Zwischen die Zünfter mischten sich immer wieder Silvesterchläuse aus dem Gastkanton Appenzell Ausserrhoden. FDP-Ständerat Andrea Caroni lief als Ehrengast mit. Er sagt: «Wenn ich einen Brauch nach Appenzell exportieren könnte, wäre es das Sechseläuten.» Helena Maurer und Daniela Hartmann sind aus Herisau angereist. Sie sagen: «Viele Zürcherinnen und Zürcher denken, wir leben hinter dem Mond und die Schweiz hört in Winterthur auf. Aber das stimmt nicht!»
Noch von weiter her gekommen ist der deutsche Linken-Politiker Gregor Gysi, unter den vielen Ehrengästen so etwas wie der Star. Was macht er am bürgerlichen Sechseläuten? Er sei schon mehrmals eingeladen worden – jetzt habe es endlich geklappt.
«Ich habe Vorfahren in der Schweiz, darum interessieren mich das Leben und die Traditionen hier.» Mit den Zünftern habe er sich über die beiden Kriege in der Ukraine und in Gaza unterhalten.
Der Böögg, der Böögg bleibt, wirkt da wie eine lächerliche Randnotiz. (tiw)
Die Kamele erinnern ihn an die Heimat
Der gebürtige Tunesier Adel Benjemina lebt schon lange in der Schweiz und wohnt in Opfikon. Für ihn ist das Sechseläuten mit seiner besonderen Atmosphäre ein wichtiges Fest.

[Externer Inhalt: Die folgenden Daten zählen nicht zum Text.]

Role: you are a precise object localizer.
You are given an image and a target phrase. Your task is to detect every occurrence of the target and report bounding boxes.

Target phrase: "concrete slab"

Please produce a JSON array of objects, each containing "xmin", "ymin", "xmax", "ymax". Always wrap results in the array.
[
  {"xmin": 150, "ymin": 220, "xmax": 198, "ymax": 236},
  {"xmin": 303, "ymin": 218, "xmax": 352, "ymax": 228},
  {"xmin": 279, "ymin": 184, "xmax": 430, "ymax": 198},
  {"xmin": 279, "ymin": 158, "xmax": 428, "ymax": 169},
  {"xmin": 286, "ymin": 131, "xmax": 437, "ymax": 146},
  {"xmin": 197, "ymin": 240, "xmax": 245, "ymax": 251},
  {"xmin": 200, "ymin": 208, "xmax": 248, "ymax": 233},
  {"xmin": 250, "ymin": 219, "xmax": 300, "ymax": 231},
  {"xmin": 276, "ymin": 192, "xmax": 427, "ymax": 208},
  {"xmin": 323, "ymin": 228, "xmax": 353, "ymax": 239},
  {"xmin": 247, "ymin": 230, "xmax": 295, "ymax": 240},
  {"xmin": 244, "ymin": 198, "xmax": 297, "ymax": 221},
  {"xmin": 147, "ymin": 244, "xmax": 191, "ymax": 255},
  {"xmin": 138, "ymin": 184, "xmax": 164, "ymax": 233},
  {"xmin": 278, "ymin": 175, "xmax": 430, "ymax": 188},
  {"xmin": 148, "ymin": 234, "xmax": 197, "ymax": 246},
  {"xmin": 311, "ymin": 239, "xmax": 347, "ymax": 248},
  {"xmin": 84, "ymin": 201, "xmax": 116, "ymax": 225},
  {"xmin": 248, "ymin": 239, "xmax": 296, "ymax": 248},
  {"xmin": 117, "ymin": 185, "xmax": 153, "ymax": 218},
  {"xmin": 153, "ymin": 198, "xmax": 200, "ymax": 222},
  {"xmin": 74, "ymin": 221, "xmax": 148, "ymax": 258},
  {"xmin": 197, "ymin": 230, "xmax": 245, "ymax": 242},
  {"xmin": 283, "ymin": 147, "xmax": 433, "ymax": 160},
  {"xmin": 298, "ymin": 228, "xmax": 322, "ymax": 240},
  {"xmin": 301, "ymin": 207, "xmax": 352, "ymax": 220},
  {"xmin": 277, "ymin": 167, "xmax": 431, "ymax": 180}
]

Das umstrittene Brownfacing der Zunft zum Kämbel stört ihn nicht. Im Gegenteil: Die Kamele erinnern ihn an seine Heimat und an seine Kultur, wie er sagt. Er wolle auf jeden Fall noch dem Umzug zusehen und die spezielle Stimmung in der Stadt bei einem Abendessen geniessen. (tiw)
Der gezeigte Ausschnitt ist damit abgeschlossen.